The problem is what Jane Jacobs calls cataclysmic change. Put it this way: the problem with gentrification is not new things moving in, but old things, and old neighbors, being pushed out. Cataclysmic change is bad for the same reason making a neighborhood a museum is bad: because the urban neighborhood is an organism, and life means development with continuity.

Concretely, the problem is that a neighborhood full of new people is a neighborhood without culture, without institutions, and without community. For a neighborhood to succeed, new things need to be integrated into the old, so that the newcomers, while bringing change to the neighborhood, also benefit from the neighborhood's accumulated wisdom. New neighbors need to become part of the community, because a community is essentially a set of coordinated parts. It takes time for people to learn what to expect from others, so that they know whom to ask for what kind of help, whom to trust, whom to watch out for. A neighborhood needs particularity: its own feasts and fasts, festivals and memorials, institutions and traditions. Without these, there is no neighborhood.

This is morally important as a duty to the old neighbors, because neighborhoods are people's homes. If cataclysmic change destroys someone's home, it does an injustice. But it is also practically important for the new neighbors, because neighborhoods are neither safe nor interesting without these webs of relationships. And webs take time. Neighborhoods have to change gradually.

There are two causes of cataclysmic change. One is straight-out bigotry combined with government power. In my neighborhoods, for example, the newcomers, who are richer, whiter, and more powerful, don't like neighborhood traditions such as fireworks and having a beer on the front porch, so they mobilize government to make these things illegal. They don't like certain businesses that serve the poor, ranging from some kinds of restaurants to payday loan services to wig shops, so they mobilize government to evict (or "redevelop") these businesses. Note that this can only be done with government power. More on that another time. For now, suffice it to note that the tools of gentrification are a strong police force and government zoning: big government.

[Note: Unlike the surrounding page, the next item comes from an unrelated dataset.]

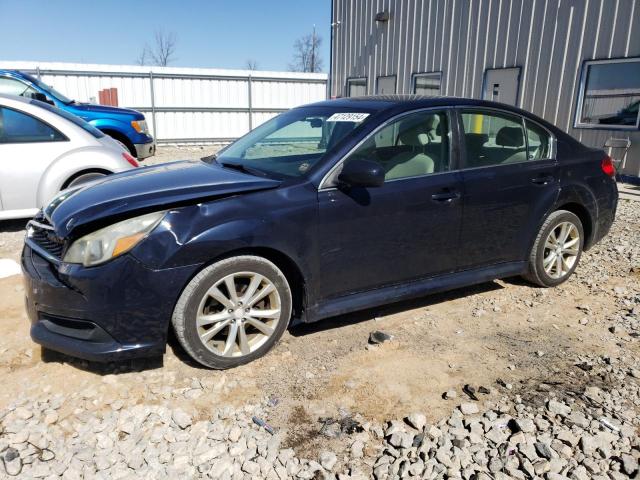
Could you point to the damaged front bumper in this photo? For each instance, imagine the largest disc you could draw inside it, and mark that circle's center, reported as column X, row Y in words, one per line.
column 116, row 311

But the other, indirect force for gentrification is the property tax. Property tax is interesting because the income tax, and even more, consumption taxes, are based on your own valuation: the money you actually receive or spend. But the property tax is based on how other people value you: what your property is worth on the market, and thus to competitors. If your income is worth more on the market, you can choose to get that income (or choose not, and therefore not pay the higher tax). Not so with property taxes. And the assessment of others is double, because first the market affects it, then a government official makes his own determination of how the market applies to your house.

The biggest factor driving cataclysmic gentrification is rising property taxes: when development comes to your neighborhood, it makes your taxes go up, even though your income stays the same. The dynamic works the same in urban neighborhoods and in the country. According to the Wikipedia article on the property tax, farms are routinely shut down when a development comes next door, because the farm generates the same income but is subjected to higher taxes. And we watch every day in our neighborhood how rising property values push the poor -- read, the people who have always lived here, the culture and institutions of this place -- somewhere else.

But this dynamic has an indirect effect, as well. It incentivizes government-sponsored gentrification. A municipal income tax is a financial incentive for the government to bring jobs to the city. But a municipal property tax is a financial incentive for the government to bring in rich people who make their money elsewhere. It encourages cities to choose business over residents and tourism over locals. (Note that the reverse is not true: the income tax encourages cities to lure residents, but part of the lure for residents is jobs nearby, so there's no incentive to push business out.) The property tax is a perverse incentive.

What's the solution? Just replace it. Cities need revenue, but they should collect that revenue based on the actual earnings or spending of actual citizens, not based on how other people who make their money elsewhere value your home. Income or consumption tax? That's another essay, but I guess the question is whether a city thrives more by bringing in spenders (who pay the consumption tax) or people (the income tax), and then whether raising a certain tax effects the city more directly (by driving out people who pay the tax) or indirectly (by encouraging the government to bring those people in). I guess on this calculation I'd choose a sales tax, but that's another essay.

Of course gentrification of a sort will still happen. When property values in a neighborhood go up, some old residents will choose to take the money and run. But it will be their choice. Rising property values will be an economic incentive to locals instead of a threat to their way of life. That is an incentive we can live with.